IT was a typical masterclass performance from Barcelona as Santos was comprehensively beaten in the annual FIFA Club World Cup final on Sunday.
Even the most ardent of Santos supporters would have found it hard to disagree that the event was over as a contest within just twenty-four minutes – after Barca had already twice carved open the Brazilian defence, with Messi and Xavi getting on the scoresheet.
Prior to the game I strongly felt that the result was by no means a foregone conclusion. Santos were different to the previous well-drilled São Paulo and Internacional that had tasted success in the 2005 and 2006 Club World Cup’s.

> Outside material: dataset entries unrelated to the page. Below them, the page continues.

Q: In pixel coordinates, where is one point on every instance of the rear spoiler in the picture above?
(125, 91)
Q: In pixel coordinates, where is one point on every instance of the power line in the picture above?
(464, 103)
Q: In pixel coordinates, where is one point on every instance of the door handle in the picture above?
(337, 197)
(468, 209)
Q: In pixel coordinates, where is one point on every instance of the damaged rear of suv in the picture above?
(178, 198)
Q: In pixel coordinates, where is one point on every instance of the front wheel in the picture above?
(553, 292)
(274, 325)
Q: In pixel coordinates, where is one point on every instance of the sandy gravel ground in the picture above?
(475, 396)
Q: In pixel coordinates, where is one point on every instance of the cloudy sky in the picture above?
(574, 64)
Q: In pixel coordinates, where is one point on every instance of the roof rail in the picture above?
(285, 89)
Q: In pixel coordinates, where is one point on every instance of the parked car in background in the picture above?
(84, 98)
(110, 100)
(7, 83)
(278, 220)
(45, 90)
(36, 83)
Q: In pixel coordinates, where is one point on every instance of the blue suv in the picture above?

Santos are equipped with players who can create and punish teams, whether it be dead-ball’s from Elano, Ganso’s intricate passing in and around the penalty area or Neymar’s combined ability to run with the ball and ice-cool finishing. The Yokohama final was the ideal opportunity for Santos to represent the fast-improving Brazilian game and make a global statement against a team that rivals, and if not betters, Pele’s Santos of the sixties.
Cesc Fabregas ‘ third for the Barca on the stroke of half-time would have been uncomfortable for Santos fans as the scoreline threatened to destroy the confidence of their team but O Peixe (The Fish) can return to Brazil with their respect and integrity intact, despite Messi side-footing the Catalans a fourth in the final ten minutes to conclude a one-sided 4-0 victory.
On each of the four goals, Santos had simply been unable to cope with the fluidity, movement and philosophy of the Barca machine, which so expertly guided by its chief-operator, Pep Guardiola had been able to choke the life out of any Santos attempt of a counter.
Santos’ Muricy Ramalho, a seasoned coach with a respectable record in his homeland, was equally in awe.
“Barcelona play in a virtual 3-7-0. In Brazil it would be absurd – the police would be called and the coach would be held!,” he quipped.
“We have the custom in Brazil that the number of forwards is an indication of how attacking a team is, but Barcelona prove that you can play well without a striker to score.”
“[This result] has no impact, Barcelona are the best in the world. We have shown our worth, making three finals in a championship season. Barcelona have faced all kinds of teams and no has shown the power to overcome them.”
Santos immediately return back to Brazil where they begin their state championship campaign in less than a month for the start of their centenary season.
Some Santisa’s (Santos fans) still believe their team are the best in the world – it’s just that Barcelona are from another planet.